Transaction costs. Gross abnormal returns. Taiwan has a transaction tax (0.3% on stock sales) that directly reduces the net capture from short strategies.
Takeaway
Taiwan's PEAD signal is driven by the miss side. The -2.89% drift for Q1 (worst misses) over 63 trading days is one of the strongest miss penalties globally. The Q5-Q1 spread of +4.37pp is the second highest after India (+5.17pp).
Beats produce real drift too (+0.89% at T+63, t=+4.27), so Taiwan supports a bilateral signal. But the miss penalty is the main event.
The structural story fits. Taiwan's semiconductor-heavy market has tight analyst estimates, visible supply-chain earnings cycles, and a more accessible short market than neighboring China. When companies miss in this environment, the adjustment is sharp and sustained.

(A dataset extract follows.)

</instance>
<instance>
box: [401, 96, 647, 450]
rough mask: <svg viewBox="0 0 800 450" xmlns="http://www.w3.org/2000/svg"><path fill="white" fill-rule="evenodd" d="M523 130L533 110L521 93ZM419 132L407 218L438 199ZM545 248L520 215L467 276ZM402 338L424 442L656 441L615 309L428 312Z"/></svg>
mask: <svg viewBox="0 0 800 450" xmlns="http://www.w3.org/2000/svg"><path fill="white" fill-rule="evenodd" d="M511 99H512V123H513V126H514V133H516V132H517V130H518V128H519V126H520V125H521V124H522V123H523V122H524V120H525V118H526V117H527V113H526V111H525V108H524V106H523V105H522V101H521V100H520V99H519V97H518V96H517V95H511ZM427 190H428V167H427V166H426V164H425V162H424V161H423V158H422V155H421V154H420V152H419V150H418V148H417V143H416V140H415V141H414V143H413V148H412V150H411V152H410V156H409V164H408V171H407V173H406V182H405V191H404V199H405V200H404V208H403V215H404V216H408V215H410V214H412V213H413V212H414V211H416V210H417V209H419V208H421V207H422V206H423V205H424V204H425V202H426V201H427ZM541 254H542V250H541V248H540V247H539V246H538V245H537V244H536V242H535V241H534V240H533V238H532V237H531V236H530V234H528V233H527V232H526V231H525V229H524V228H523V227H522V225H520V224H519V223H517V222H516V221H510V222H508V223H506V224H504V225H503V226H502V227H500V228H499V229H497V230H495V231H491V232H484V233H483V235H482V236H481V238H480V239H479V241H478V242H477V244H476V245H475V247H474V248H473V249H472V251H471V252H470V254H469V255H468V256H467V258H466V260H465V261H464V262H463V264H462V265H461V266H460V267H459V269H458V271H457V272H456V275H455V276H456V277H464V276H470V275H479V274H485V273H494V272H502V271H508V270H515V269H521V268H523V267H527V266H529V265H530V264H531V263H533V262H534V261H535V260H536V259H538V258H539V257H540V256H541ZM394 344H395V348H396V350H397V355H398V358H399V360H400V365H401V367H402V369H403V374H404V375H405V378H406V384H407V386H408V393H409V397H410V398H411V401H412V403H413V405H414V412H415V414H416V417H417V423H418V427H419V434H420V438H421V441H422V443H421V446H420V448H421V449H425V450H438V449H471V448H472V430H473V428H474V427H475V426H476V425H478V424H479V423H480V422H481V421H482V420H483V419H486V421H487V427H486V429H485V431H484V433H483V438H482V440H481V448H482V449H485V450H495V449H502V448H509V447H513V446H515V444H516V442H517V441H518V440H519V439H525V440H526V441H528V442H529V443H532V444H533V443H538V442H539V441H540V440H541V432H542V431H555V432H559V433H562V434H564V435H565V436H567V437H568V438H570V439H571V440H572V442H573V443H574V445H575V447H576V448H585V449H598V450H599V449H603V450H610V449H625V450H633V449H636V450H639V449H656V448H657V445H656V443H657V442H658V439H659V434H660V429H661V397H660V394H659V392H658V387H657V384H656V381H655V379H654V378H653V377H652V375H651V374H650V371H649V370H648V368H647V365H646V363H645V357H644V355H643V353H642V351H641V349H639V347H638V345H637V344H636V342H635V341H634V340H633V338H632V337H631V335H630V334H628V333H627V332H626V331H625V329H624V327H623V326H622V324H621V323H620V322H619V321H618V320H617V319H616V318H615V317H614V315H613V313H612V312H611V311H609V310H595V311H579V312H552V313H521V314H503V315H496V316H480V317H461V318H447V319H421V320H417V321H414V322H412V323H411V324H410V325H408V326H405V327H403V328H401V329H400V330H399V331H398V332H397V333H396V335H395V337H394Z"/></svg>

The practical edge depends on your ability to short. For long-only investors, the beat signal is modest but real. For anyone who can short, the miss quintile is where Taiwan's data says the signal is clearest.
Data: Ceta Research (FMP financial data warehouse). 16,497 events, TAI (Taiwan Stock Exchange), 2000-2025. Abnormal returns computed vs TAIEX (^TWII) benchmark. Next-day close (MOC) entry. 1st/99th percentile winsorization. Surprise cap 200%. Past performance does not guarantee future results. Educational content only, not investment advice.
References
- Ball, R. & Brown, P. (1968). "An Empirical Evaluation of Accounting Income Numbers." Journal of Accounting Research, 6(2), 159-178.
- Bernard, V. & Thomas, J. (1989). "Post-Earnings-Announcement Drift: Delayed Price Response or Risk Premium?" Journal of Accounting Research, 27(Supplement), 1-36.
- Bernard, V. & Thomas, J. (1990). "Evidence that Stock Prices Do Not Fully Reflect the Implications of Current Earnings for Future Earnings." Journal of Accounting and Economics, 13(4), 305-340.